David Bedella plays the central character, Arnold, a female impersonator who starts the play with a monologue about love and his past love life and how people who fall endlessly in love with hopeful cases keep the sellers of gothic romances & toch songs in mink *g* and then we see him meet, fall for and break up with Ed (Joe McFadden). There's a lot of both characters talking to the audience as if they were another character who isn't ever seen and Joe McFadden really did remind me endlessly of when he played Mark in Rent.
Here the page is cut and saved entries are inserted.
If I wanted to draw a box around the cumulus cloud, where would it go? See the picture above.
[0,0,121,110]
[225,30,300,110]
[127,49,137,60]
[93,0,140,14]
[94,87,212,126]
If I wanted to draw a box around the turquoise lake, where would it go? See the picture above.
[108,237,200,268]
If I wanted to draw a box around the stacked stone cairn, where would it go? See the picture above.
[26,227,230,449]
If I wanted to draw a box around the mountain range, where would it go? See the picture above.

In Act two Ed & his fiancee Laurel(Laura Pyper) invite Arnold and his new boyfriend Alan (Tom Harries) to visit them in the country and there's a beautiful muddle of various pairs talking and fighting and having sex and in this production it's all set on a giant bed so two people would vanish under the covers or there would be a pause as they rolled into new positions... it sounds stupid but it looked great! (I think this is where a lot of the cuts came? It's a 4 hour play I believe and we got about 3hours)
Then right at the end there was one of those scenes where with very little they say a LOT. Alan was sitting on the bed as Arnold started to sing.. oh I forget but something about being his baby and the bed started to move backwards and Alan stood up and the music went all echo'y and a figure with a baseball bat entered and swung and BANG out went all the lights and my heart lept into my mouth.
Then in the third part of the "trilogy" Arnold is living in an appartment with a 15 year old called David (Perry Millward) who he's trying to adopt and the recently seperated Ed sleeping on his couch and his mother (Sara Kestelman) about to visit. It's all very domestic and yet with an edge that it isn't quite right and when the motehr arrives and starts fighting with Arnold... well David Bedella & Sara Kestelman both broke my heart several times over as she talked about losing her husband and he screamed back that he only had 5 years with his and he was killed on the street and you KNOW the mother is in the wrong (and quite frankly awful to him) but you can sort of udnerstand where she's coming from and that she does love him and it's that awful thing where loving someone can bring so much pain.
Perry Millward was brilliant as this very camp teenager with a very obvious shell of toughness (though it never broke) and by this part Ed is much more stable and reaching out to Arnold but Arnold is so very obviously mourning Alan still...
If I had a criticism it would be that in part two it wasn't enormously obvious to me that Arnold & Alan really were going to stay together and be happy and so it took a moment to settle into the emotions of part three BUT that's aver minor quibble.
All the cast were pitch perfect as far as I could tell and they all have wonderful voices (Sara Kestelman has such a gorgeous smokey voice and I hope to see Tom Harries in an actual musical soon!). It was LOVELY to see Joe McFadden back on stage and he didn't seem to have aged a day but really the show is David Bedella's all the way and his jumps from fragile to tough to brokehearted to lighthearted to trying to hold it together to losing it altogether all felt natural and had me captivated.
It's very sad in places but very funny too, often in the same places which is generally the sign of something I'm going to love. I am SO glad I got to see it before it closes.